The linguistics collection, including materials for theoretical linguistics and applied linguistics, serves the Department of Linguistics, Languages, and Cultures, the Teaching English to Speakers of Other Languages (TESOL) Program, the Second Language Studies (SLS) Program, the linguistics-related curricular needs of the Department of English, the English Language Center, and the Center for Language Teaching Advancement (CeLTA). The Linguistics Program offers a B.A., M.A. and Ph.D. in linguistics, and an M.A. in Teaching English to Speakers of Other Languages (TESOL). The interdisciplinary program in Second Language Studies offers a Ph.D. The English Language Center offers the Intensive English Program (IEP) and English for Academic Purposes (EAP) Program, both of which are non-degreed. • The linguistics collection comprises the categories of phonetics, phonology, morphology, syntax, semantics, philosophy of language, sociolinguistics, dialects and variations, psycholinguistics, neurolinguistics, first language acquisition, second language acquisition/learning, pragmatics, discourse analysis, computational linguistics, and teaching English as a second language.

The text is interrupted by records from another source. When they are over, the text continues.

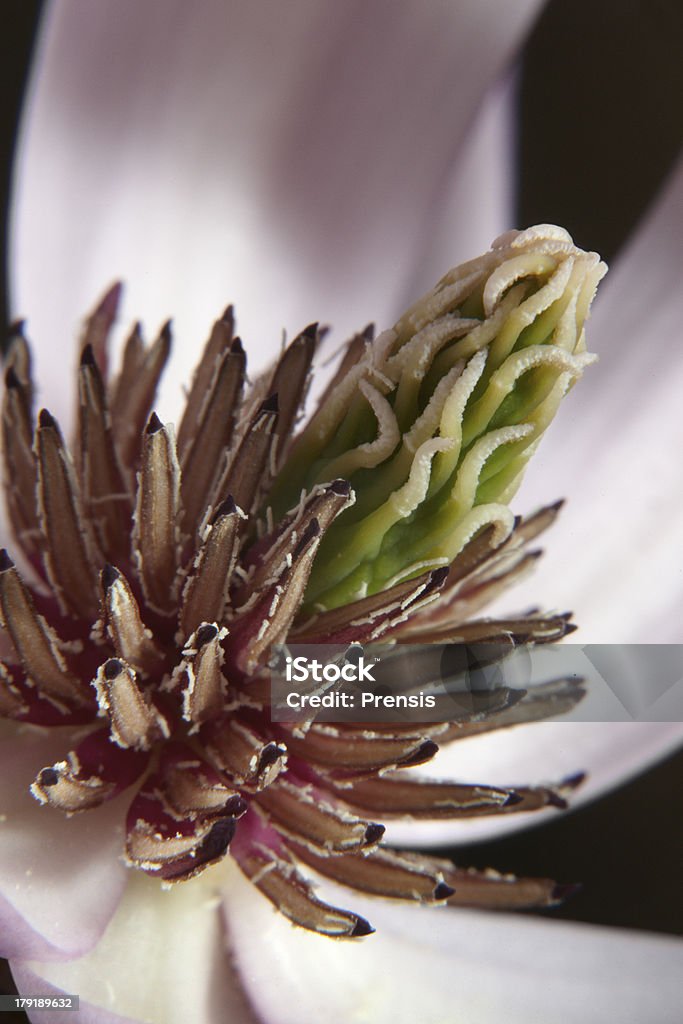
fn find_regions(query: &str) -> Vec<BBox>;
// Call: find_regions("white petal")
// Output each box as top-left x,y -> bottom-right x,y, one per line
15,867 -> 256,1024
9,962 -> 137,1024
0,727 -> 128,959
403,67 -> 520,301
223,869 -> 683,1024
12,0 -> 543,428
508,155 -> 683,642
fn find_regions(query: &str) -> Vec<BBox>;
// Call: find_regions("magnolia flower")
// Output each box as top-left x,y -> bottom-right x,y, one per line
3,3 -> 682,1024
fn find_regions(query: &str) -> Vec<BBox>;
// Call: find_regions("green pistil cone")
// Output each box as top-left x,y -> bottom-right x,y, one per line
272,225 -> 606,610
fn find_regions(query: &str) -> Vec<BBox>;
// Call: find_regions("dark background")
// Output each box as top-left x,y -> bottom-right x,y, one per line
1,0 -> 681,1014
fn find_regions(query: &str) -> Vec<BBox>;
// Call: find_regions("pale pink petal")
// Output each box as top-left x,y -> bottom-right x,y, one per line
0,728 -> 128,959
224,869 -> 683,1024
402,68 -> 519,300
11,0 -> 543,427
14,869 -> 257,1024
9,962 -> 137,1024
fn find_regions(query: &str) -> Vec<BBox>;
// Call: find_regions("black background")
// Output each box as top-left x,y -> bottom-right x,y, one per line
1,1 -> 681,1014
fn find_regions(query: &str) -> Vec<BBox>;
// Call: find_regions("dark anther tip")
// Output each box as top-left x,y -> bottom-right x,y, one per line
344,643 -> 363,662
551,882 -> 582,903
230,336 -> 244,354
364,823 -> 385,845
503,790 -> 524,807
350,916 -> 375,938
146,411 -> 164,434
404,740 -> 439,767
39,408 -> 56,429
562,771 -> 586,790
329,479 -> 351,496
213,496 -> 238,521
38,767 -> 60,787
260,393 -> 279,414
433,882 -> 455,901
103,658 -> 124,680
195,623 -> 218,647
225,794 -> 248,818
258,743 -> 285,772
202,817 -> 236,859
80,344 -> 96,367
299,322 -> 319,341
102,563 -> 120,589
160,320 -> 172,342
7,318 -> 26,338
0,549 -> 14,571
563,622 -> 578,636
547,793 -> 569,810
221,303 -> 234,323
97,281 -> 122,316
4,366 -> 21,389
362,323 -> 375,341
504,688 -> 528,710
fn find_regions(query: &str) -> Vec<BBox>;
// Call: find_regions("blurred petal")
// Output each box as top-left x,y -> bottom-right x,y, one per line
14,868 -> 257,1024
403,67 -> 519,299
11,0 -> 542,425
0,728 -> 127,958
509,156 -> 683,642
9,963 -> 136,1024
223,869 -> 682,1024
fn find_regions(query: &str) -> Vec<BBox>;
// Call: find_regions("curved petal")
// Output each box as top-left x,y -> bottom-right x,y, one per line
223,869 -> 683,1024
401,67 -> 519,302
11,0 -> 542,427
0,728 -> 128,959
508,155 -> 683,642
9,963 -> 137,1024
13,868 -> 258,1024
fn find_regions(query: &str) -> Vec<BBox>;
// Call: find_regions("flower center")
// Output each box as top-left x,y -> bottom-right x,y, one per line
0,225 -> 603,935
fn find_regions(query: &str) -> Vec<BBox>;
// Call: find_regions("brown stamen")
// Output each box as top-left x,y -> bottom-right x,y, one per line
179,497 -> 244,638
234,843 -> 374,939
179,340 -> 246,534
110,320 -> 172,468
133,413 -> 182,613
176,307 -> 234,459
92,657 -> 167,750
101,564 -> 164,674
36,409 -> 101,618
256,778 -> 385,855
0,551 -> 88,705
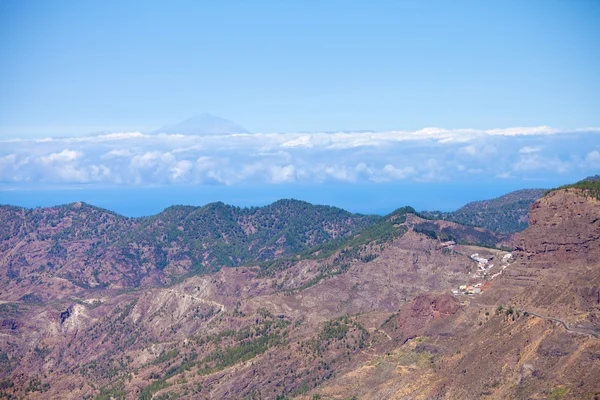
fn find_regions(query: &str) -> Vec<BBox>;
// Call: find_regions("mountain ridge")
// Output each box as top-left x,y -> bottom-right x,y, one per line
152,113 -> 250,135
0,198 -> 381,299
0,192 -> 524,303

In addition to monographs, edited collections, and journals, the linguistics collection includes linguistic corpora data resources. These data are used to support a wide variety of linguistics research that is often computational in nature. Specific methods of analysis include but are not limited to sentiment analysis, named entity recognition, part of speech tagging, and syntactic parsing. Corpora are acquired from vendors, and increasingly exploration is made into acquisition of corpora from non traditional and open web sources and emerging technologies. Given generation of data associated with this research it will become desirable on a case by case basis to explore acquisition of faculty research data for inclusion in the MSU Libraries research data repository.

 

History of the Collection/Existing Strengths and Emphases

 

The collection was considered part of the Literature/English & American collection until 1996 when a separate fund was established to collect materials in theoretical and applied linguistics and English writing/rhetoric. Several essential linguistics journals were added to the collection in 1998 as a result of a serials review project, with consultation of linguistics faculty. Some more core serials were added to the linguistics collection in 2000 at the faculty's recommendation. Materials of various subjects were added to the collection to fulfill the curricular needs for the Linguistic Society of America 2003 Institute held on campus, such as linguistic corpora, contact linguistics, second language acquisitions, sociolinguistics, and Japanese linguistics. Some journals in second language studies were added in 2005 as a result of a serials review project in consultation with the faculty in linguistics, TESOL and SLS. In 2005, the responsibility of collecting for English writing/rhetoric was transferred to the literature bibliographer along with the appropriation.